The Fifth Circuit Court of Appeals denied a request from Planned Parenthood Thursday to reconsider its recent decision allowing the state to keep the abortion giant out of its Women’s Health Program.
“Today’s ruling affirms yet again that in Texas, the Women’s Health Program has no obligation to fund Planned Parenthood and other organizations that perform or promote abortion,” said Governor Rick Perry following the decision. “In Texas we choose life, and we will immediately begin defunding all abortion affiliates to honor and uphold that choice.”

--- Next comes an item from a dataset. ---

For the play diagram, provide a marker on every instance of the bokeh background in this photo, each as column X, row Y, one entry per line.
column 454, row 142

In August, the Fifth Circuit, located in New Orleans, Louisiana, overturned a decision by a Dallas District Court, which stated that Texas could not deny funding to Planned Parenthood over the state’s objections to abortion. The Fifth Circuit had previously released an adverse ruling against the state earlier this year, opining that Perry’s law was unconstitutional.

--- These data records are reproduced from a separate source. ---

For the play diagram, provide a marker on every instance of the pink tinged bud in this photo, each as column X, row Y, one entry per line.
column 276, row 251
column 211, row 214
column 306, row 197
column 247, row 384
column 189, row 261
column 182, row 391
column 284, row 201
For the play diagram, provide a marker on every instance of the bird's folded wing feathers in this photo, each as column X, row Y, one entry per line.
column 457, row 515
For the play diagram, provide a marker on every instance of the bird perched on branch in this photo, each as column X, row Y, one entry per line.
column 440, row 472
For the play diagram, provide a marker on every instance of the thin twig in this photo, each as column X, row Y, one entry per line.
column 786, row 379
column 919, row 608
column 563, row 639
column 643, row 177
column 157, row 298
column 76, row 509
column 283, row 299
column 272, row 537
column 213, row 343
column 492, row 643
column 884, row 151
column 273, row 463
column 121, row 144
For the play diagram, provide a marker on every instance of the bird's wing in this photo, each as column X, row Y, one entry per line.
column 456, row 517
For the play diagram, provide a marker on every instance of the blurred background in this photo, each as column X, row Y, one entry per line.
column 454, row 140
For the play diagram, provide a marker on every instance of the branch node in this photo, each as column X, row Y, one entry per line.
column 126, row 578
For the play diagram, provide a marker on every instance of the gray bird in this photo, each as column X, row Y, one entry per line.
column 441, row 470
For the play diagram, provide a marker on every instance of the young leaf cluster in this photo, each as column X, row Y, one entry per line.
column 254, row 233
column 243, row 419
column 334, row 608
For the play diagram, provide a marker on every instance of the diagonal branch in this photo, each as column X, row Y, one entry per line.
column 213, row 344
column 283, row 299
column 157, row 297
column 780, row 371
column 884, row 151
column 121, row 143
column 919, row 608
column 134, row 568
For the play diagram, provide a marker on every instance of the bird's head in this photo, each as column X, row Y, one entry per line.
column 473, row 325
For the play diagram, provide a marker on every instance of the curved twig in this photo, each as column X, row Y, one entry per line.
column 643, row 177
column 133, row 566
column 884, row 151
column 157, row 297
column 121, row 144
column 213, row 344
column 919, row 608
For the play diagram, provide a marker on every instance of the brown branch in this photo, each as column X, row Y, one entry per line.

“We therefore hold that Texas may deny WHP funds from organizations that promote elective abortions through identifying marks. The restriction on identifying marks is really a limit on promoting elective abortions, and it is therefore valid as a direct regulation of the content of a state program,” it wrote. “Again, because this restriction is lawful as a direct regulation of speech, we have no reason to examine it within the framework of the unconstitutional conditions doctrine.”
The court also sent the case back to the district court for further analysis.
“On remand, the district court is to reconsider the constitutionality of the restriction on affiliating with entities that perform elective abortions, specifically the prongs defining affiliation based on franchise and common ownership, management, or control, and to rule accordingly,” Judge E. Grady Jolly, a Reagan appointee, wrote on behalf of the three judge panel.
A number of appeals have been made in the matter over the past year, both by the state and Planned Parenthood, and it is possible that the abortion giant could still appeal the case to the United States Supreme Court.
As previously reported, earlier this week, the 7th Circuit Court of Appeals in Chicago released a very different ruling over the same issue.
“The defunding law excludes Planned Parenthood from Medicaid for a reason unrelated to its fitness to provide medical services, violating its patients’ statutory right to obtain medical care from the qualified provider of their choice,” wrote Judge Diane Sykes.
A district court in Arizona also granted an injunction last Friday against an Arizona law that denied Medicaid compensation for family planning groups like Planned Parenthood.